Alberta is pausing increases on insurance rates for private passenger vehicles through the end of the year, the provincial government announced early Thursday.
No new rate increases will be approved for the remainder of 2023, the government says.
“We share Albertans’ concerns about the rising cost of living during the current inflation crisis. We will continue to meet with members of the insurance industry to find additional longer-term solutions for automobile insurance,” Finance Minister Travis Toews said in a release.
The announcement doesn’t mean no drivers will see their rates increase.
Prior approved rate changes, updated driving records and tickets as well as changes to home address or insured vehicle type could all result in an increase for some drivers.

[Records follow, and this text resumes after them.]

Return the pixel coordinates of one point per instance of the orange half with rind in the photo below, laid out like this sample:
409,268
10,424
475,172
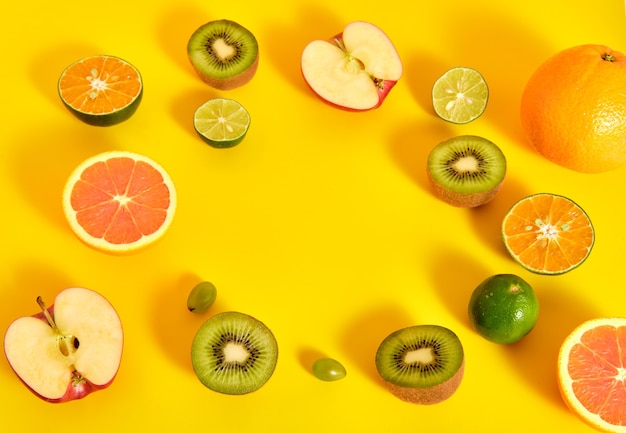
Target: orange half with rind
101,90
548,234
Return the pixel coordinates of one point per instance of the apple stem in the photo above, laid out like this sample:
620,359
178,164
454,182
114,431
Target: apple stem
46,313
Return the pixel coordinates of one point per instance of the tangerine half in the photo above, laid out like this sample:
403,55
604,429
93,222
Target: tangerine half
548,233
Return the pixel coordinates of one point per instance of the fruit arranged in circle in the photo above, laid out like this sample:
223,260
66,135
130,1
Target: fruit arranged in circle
328,369
573,109
234,353
354,70
68,350
460,95
548,233
101,90
119,201
421,364
221,122
503,308
466,171
591,365
224,54
201,297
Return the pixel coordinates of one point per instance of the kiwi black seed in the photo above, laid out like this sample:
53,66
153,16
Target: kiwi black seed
234,353
421,364
466,171
224,54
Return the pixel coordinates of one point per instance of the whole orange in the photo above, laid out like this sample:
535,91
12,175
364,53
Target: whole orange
573,108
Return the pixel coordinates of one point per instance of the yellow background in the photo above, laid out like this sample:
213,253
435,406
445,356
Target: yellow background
321,223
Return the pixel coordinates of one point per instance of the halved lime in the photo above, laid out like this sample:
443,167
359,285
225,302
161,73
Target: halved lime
221,122
460,95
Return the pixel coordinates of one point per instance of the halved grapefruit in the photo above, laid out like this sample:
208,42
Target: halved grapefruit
119,201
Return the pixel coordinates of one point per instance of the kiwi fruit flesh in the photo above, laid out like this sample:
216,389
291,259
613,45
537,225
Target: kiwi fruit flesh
421,364
234,353
466,171
224,54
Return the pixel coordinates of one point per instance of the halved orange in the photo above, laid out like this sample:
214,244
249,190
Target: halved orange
119,201
101,90
592,373
548,233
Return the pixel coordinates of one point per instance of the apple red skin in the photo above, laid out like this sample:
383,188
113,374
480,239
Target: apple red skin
75,390
382,91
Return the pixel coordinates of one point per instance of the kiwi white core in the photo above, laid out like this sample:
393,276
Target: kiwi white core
222,49
419,356
235,353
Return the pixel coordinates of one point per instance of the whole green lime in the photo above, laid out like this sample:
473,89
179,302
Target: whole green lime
503,308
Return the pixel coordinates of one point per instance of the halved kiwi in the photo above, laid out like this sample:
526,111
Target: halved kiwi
421,364
224,54
234,353
466,171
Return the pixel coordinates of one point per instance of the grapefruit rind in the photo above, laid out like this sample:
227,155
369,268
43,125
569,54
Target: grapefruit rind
525,259
106,118
565,381
99,243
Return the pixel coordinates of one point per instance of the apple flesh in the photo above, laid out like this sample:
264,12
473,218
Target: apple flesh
355,70
69,350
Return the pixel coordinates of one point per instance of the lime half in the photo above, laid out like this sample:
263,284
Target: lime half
221,122
460,95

In another change, the province is also now requiring insurance companies to allow most drivers with the ability to pay their premiums through payment plans.
The government blames “factors such as inflation and supply chain issues for auto parts” for the apparent failure of reforms brought in during the fall of 2020.
In December, Premier Danielle Smith said she wanted to take action on the file starting early in the new year, shortly after an Ernst and Young report found Albertans are paying the highest car insurance rates in Canada.
It sampled automobile insurance rates with an effective policy date of Sept. 1, 2022, across nine provinces for 27 customer profiles, with varying driver demographics, numbers of drivers, vehicles and accident history. For all but one of these profiles, Alberta’s insurance costs were the highest.
Opposition New Democrats have blamed the UCP government for the high rates, saying the government’s 2019 move to scrap a rate increase cap on auto insurers that had been imposed by the previous NDP government.